The question of what is or is not essential to the business is where other facets of the amusement or zoological industry may find some breathing room in this decision.  Whereas the trial court here found that pulling trainers out of the water during killer whale shows did not affect an integral part of SeaWorld's business, perhaps the same could not be said of lion tamers at the circus or Las Vegas performers.  It may well be that, unlike SeaWorld, the perception of danger in a lion taming act or an illusion during a magic show is essential to those businesses such that removing the human element would go too far.  Likewise, it may be that removing the human element from such activities would indeed have such a “detrimental impact on … profits” that total human / animal separation would not be required.  

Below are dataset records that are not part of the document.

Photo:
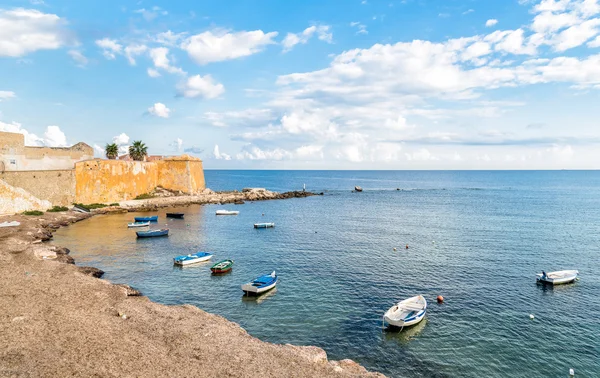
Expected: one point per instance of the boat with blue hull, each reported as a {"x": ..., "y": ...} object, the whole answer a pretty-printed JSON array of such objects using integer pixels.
[
  {"x": 175, "y": 215},
  {"x": 264, "y": 225},
  {"x": 153, "y": 233},
  {"x": 260, "y": 284},
  {"x": 192, "y": 258},
  {"x": 138, "y": 224},
  {"x": 146, "y": 219},
  {"x": 407, "y": 312}
]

And, while not stated by this court, this may also explain the seeming inconsistency of allowing trainers to be in the water with whales for “husbandry” purposes (i.e. cleaning and caring for the whales) but not during performances.  There may be an implicit recognition that contact with the whales during these activities is integral to these activities, as it may also be in zoos, but is not integral to other aspects of the business, such as public performances.  Again, the Court doesn’t say this in its opinion, but it is certainly consistent with its analysis. 
 
The bottom line here, barring the Supreme Court agreeing to take this case, is that we have seen the last of SeaWorld’s trainers in the water with orcas.  Not everyone will like that (me included), but it is the reality from here on out.  The more important question for the future is whether this will have a ripple effect that could limit human interaction with animals in other contexts.  I don’t see this case mandating such limitations, but it does provide some insight into the kinds of cases where OSHA may deem such limitations necessary and appropriate.  

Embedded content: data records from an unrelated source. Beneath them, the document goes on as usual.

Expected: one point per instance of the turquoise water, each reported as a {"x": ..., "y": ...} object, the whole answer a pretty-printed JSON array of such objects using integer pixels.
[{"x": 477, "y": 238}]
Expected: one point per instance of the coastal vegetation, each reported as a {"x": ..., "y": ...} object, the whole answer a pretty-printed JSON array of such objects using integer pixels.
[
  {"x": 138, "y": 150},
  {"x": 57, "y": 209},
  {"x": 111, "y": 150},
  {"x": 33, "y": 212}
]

UPDATE 4/14/14:  To clarify, by its terms the OSHA citations and penalties and the Court of Appeals' decision ONLY applies to SeaWorld of Florida, LLC, the entity that owns and operates SeaWorld's Orlando park.  As a technical matter, therefore, the ban on waterwork with orcas does not extend to SeaWorld's San Antonio or San Diego locations.  That said, the trial judge in this case considered evidence relating to the San Antonio and San Diego parks and specifically commented on the policy of SeaWorld Parks & Entertainment, the parent company of all SeaWorld parks, to create consistency in the animal operations between all the parks.  Thus, while not strictly applicable to these other SeaWorld locations, the Court of Appeals' decision could be be viewed as a warning of sorts about OSHA's position vis-a-vis SeaWorld's other locations should waterwork continue.  That said, there may be additional safety measures that could be implemented in San Antonio or San Diego that SeaWorld believes sufficiently distinguish these parks from Orlando so as to allow waterwork to resume notwithstanding the Court of Appeals' ruling.  Whether SeaWorld wishes to test these waters (no pun intended) is, of course, an internal business decision that I have no knowledge of and therefore cannot comment on.  Thanks to one of my readers for raising this question with me as it is a good point of clarification.

1 comment:

  1. I am not an expert in occupational law so this may sound obvious to some, however does OSHA have jurisdiction over any professional sports leagues? NFL in particular? The risks of playing professional football are substantial and well known, and the NFL seems to be reducing risk through calculated study and rule changes. Yes, the accident at SeaWorld is serious and tragic, however given the stats concerning the number positive whale interactions, aren't there recognized hazards in other occupations that are statistically more dangerous and should be examined?